Quote from: Tanin Wulf on October 05, 2020, 10:08:26 PM(Note that "tax problem" does not mean the President did anything wrong. You can have problems with your taxes and have done nothing criminal. So don't misread that.)

Larry Corriea's article discussed that issue. Apparently, there was a study done where 100 different accounting firms of various price points did the fictional taxes of a single family and came up with 100 different returns. Why? There are so many possible 99% LEGAL interpretations of the tax code.

So, thanks to decades of convoluted nonsense shoved into the tax code BY BOTH PARTIES, we have a situation where the MSM can easily do a partisan hit job by simply interpreting the code as they like because the code's intricacies have gone so far beyond the 6th grade reading level of the average citizen.   


Ghostmaker

Quote from: Tanin Wulf on October 05, 2020, 10:08:26 PM
Quote from: Spinachcat on October 05, 2020, 09:17:22 PM
TL;DR...Trump's accountants are top dollar and the IRS goons are maximum spaz, so if any tax problems existed, the IRS auditors would have berserked years ago.

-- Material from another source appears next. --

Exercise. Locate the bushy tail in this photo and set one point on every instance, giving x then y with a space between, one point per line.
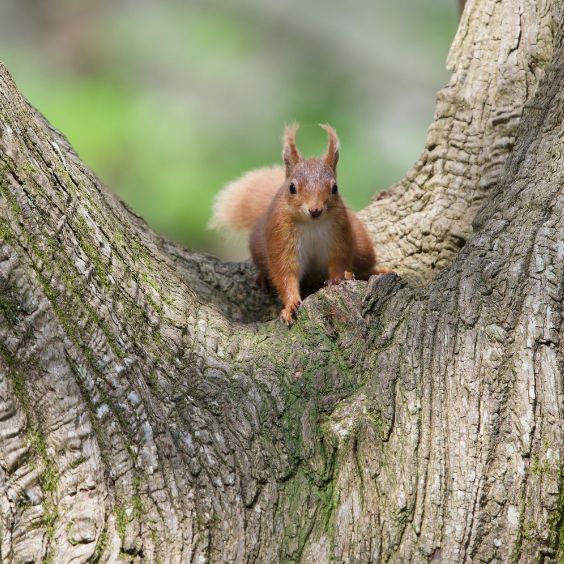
242 202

...what do you think a 10 year audit is? It's the IRS going berserk over complicated tax problems. (Note that "tax problem" does not mean the President did anything wrong. You can have problems with your taxes and have done nothing criminal. So don't misread that.)

And that's not harassment, that's a sign of a tax code that's so convoluted that the people who administer it cannot figure out what the hell it says, and how they're supposed to go about showing intent or lack of intent.
If you think that's bad, imagine how much fun it is to try and enforce it within a org where the pressure is to -close- cases. Not necessarily to 'win', but to just close them.